Should I still be worried?

Thanks

userlander · 11-12-2008, 09:48 AM

I can find no mod_proxy modules listed anywhere in any apache2 config file, the modules themselves have
been moved out of the /usr/lib modules directory, and httpd (apache2ctl -M) in this case does not show
any proxy modules loaded:

Code:

# apache2ctl -M
[Wed Nov 12 10:42:39 2008] [warn] NameVirtualHost *:80 has no VirtualHosts
Loaded Modules:
 core_module (static)
 log_config_module (static)
 logio_module (static)
 mpm_prefork_module (static)
 http_module (static)
 so_module (static)
 actions_module (shared)
 alias_module (shared)
 auth_basic_module (shared)
 authn_file_module (shared)
 authz_default_module (shared)
 authz_groupfile_module (shared)
 authz_host_module (shared)
 authz_user_module (shared)
 autoindex_module (shared)
 cgi_module (shared)
 dir_module (shared)
 env_module (shared)
 mime_module (shared)
 negotiation_module (shared)
 perl_module (shared)
 php5_module (shared)
 rewrite_module (shared)
 setenvif_module (shared)
 status_module (shared)
 userdir_module (shared)
Syntax OK

Today I got the http://scifi.pages.at/myproxies/azenv.php, but it's still showing up as "Forbidden," while
the others are 404, so without more evidence that the box is actually being used as a proxy successfully,
I'm not going to worry about it anymore.
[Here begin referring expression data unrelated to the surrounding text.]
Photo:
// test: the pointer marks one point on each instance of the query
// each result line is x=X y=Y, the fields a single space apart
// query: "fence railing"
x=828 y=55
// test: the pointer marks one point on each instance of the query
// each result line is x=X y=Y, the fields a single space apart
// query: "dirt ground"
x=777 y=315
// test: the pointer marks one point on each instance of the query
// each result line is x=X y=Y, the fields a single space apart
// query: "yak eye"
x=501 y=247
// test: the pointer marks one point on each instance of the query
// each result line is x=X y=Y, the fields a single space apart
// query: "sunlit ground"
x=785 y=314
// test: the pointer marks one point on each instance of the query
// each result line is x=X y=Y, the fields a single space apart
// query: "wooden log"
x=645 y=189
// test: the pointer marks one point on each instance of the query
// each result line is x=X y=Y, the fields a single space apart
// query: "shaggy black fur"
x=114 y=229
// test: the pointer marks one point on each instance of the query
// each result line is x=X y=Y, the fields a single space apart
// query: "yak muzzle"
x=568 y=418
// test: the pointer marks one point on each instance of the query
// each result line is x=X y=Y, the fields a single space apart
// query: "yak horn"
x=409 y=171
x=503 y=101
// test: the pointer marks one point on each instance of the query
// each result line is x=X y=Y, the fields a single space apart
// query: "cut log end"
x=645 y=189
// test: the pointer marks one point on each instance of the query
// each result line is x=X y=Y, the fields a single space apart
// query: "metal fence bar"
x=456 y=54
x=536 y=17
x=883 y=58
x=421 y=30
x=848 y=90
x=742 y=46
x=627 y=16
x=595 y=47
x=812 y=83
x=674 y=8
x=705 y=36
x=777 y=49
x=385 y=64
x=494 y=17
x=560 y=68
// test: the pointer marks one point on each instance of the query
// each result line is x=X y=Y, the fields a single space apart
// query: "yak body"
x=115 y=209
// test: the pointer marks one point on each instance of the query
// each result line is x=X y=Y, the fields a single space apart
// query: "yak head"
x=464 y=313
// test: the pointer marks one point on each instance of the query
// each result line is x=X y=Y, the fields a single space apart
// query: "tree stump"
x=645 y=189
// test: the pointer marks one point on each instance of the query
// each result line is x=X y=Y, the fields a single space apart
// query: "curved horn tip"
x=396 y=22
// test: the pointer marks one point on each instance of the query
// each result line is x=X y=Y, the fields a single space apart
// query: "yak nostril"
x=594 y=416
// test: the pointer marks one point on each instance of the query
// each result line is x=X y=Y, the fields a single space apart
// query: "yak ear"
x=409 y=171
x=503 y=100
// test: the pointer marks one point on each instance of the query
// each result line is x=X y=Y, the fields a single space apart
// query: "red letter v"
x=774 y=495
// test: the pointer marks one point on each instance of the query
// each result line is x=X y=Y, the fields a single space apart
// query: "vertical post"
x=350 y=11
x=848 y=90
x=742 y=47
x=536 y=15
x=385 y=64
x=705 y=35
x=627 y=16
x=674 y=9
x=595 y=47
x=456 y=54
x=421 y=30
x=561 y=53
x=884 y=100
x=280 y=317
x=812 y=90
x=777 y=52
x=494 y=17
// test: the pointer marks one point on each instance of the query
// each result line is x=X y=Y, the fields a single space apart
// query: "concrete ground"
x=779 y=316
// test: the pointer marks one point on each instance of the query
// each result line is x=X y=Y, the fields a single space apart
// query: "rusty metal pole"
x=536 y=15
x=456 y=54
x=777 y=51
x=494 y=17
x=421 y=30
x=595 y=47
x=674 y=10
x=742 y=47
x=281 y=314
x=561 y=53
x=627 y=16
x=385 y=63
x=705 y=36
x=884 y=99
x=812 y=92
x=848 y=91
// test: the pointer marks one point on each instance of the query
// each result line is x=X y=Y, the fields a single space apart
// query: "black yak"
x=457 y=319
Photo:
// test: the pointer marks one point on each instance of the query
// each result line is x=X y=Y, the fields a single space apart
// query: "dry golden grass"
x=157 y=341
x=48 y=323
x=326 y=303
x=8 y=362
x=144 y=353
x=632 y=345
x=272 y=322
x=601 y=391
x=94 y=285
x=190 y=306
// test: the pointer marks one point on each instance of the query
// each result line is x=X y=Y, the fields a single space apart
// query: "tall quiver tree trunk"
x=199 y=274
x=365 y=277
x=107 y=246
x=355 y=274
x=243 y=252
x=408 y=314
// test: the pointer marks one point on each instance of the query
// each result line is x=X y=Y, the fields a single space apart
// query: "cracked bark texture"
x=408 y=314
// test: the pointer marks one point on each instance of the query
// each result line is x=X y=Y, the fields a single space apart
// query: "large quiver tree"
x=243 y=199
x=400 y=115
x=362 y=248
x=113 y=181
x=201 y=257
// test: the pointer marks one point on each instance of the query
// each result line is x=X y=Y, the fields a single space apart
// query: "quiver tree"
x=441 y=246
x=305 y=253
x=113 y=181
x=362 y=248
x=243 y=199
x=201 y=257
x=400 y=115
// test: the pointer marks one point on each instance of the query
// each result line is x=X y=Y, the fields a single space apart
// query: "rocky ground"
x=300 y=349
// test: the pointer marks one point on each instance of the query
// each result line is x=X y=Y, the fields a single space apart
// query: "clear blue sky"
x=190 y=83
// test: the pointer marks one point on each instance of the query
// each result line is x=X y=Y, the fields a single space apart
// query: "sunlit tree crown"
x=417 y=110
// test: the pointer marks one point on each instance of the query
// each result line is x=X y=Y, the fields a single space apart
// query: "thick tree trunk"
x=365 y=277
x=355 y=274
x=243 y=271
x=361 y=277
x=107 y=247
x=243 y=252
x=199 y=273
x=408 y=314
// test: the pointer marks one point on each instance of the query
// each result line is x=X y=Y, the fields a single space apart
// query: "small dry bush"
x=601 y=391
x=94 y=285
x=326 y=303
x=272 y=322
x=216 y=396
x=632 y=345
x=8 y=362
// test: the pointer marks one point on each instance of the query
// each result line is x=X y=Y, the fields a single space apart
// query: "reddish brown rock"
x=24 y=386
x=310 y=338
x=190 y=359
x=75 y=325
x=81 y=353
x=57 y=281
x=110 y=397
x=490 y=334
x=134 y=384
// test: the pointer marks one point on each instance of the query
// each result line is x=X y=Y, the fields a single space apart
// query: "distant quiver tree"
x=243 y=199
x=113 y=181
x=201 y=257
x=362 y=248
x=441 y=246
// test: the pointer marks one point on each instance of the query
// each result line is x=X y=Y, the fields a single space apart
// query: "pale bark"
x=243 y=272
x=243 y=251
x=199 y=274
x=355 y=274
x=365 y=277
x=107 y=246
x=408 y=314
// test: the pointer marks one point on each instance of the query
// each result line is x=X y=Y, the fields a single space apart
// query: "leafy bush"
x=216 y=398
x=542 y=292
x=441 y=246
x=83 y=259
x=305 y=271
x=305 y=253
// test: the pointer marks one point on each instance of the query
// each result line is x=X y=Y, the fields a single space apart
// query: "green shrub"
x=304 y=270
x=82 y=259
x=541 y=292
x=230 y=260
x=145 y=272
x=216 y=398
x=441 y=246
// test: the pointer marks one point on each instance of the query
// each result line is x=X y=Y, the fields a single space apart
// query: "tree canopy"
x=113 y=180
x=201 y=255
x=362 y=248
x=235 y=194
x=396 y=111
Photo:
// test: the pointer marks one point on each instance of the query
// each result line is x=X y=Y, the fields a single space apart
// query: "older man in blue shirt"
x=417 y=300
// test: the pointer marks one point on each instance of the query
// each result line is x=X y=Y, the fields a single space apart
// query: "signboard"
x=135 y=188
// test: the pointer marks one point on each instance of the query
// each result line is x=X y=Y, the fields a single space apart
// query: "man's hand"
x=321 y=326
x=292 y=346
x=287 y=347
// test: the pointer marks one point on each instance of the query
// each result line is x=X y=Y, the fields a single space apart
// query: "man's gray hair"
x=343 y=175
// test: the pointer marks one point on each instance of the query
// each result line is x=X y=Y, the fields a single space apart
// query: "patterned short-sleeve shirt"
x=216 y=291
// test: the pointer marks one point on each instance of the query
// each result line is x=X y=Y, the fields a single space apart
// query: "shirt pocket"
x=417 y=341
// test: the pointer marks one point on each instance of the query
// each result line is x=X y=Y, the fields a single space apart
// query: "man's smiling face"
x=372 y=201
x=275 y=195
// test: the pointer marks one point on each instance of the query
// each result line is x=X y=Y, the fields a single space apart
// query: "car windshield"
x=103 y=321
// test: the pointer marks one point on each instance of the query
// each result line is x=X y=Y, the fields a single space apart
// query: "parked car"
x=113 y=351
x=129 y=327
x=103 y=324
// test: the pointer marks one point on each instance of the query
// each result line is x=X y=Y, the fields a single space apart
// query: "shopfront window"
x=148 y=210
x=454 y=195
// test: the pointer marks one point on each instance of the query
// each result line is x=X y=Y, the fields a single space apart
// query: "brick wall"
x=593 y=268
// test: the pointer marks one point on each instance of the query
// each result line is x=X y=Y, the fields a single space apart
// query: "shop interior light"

The most attempts I've seen are like around 10 anyway, so it's
not a big deal from this end even if it is being proxied (which I see no evidence of).

thanks anomie.

anomie · 11-12-2008, 12:53 PM

I just realized there were two people replying to this thread. (@huzbo89: the polite thing is generally to start a new thread, referencing the original.)

For grins, I tried to recreate the behavior you are seeing. I set an Apache 2.2 server as my client browser's proxy server (mod_proxy is not enabled on this server). Then I tried to cruise to a few different websites, and saw similar 404 entries in my access_log, just as you two are. As far as I can tell, when Apache is not operating as a proxy server (and someone tries to use it as one), it simply truncates the host information and tries to serve up everything following the slash (/).

Short answer is: You've both confirmed that mod_proxy is not being loaded by your configuration. AFAIK, given the precautions you've taken you can safely ignore these particular 403 / 404 errors.

huzbo89 · 11-12-2008, 01:14 PM

Oops!! My apologies for the breach of protocol.

Thank you very much for your help.

userlander · 11-12-2008, 03:33 PM

Thanks anomie! Appreciate the testing and the confirmation.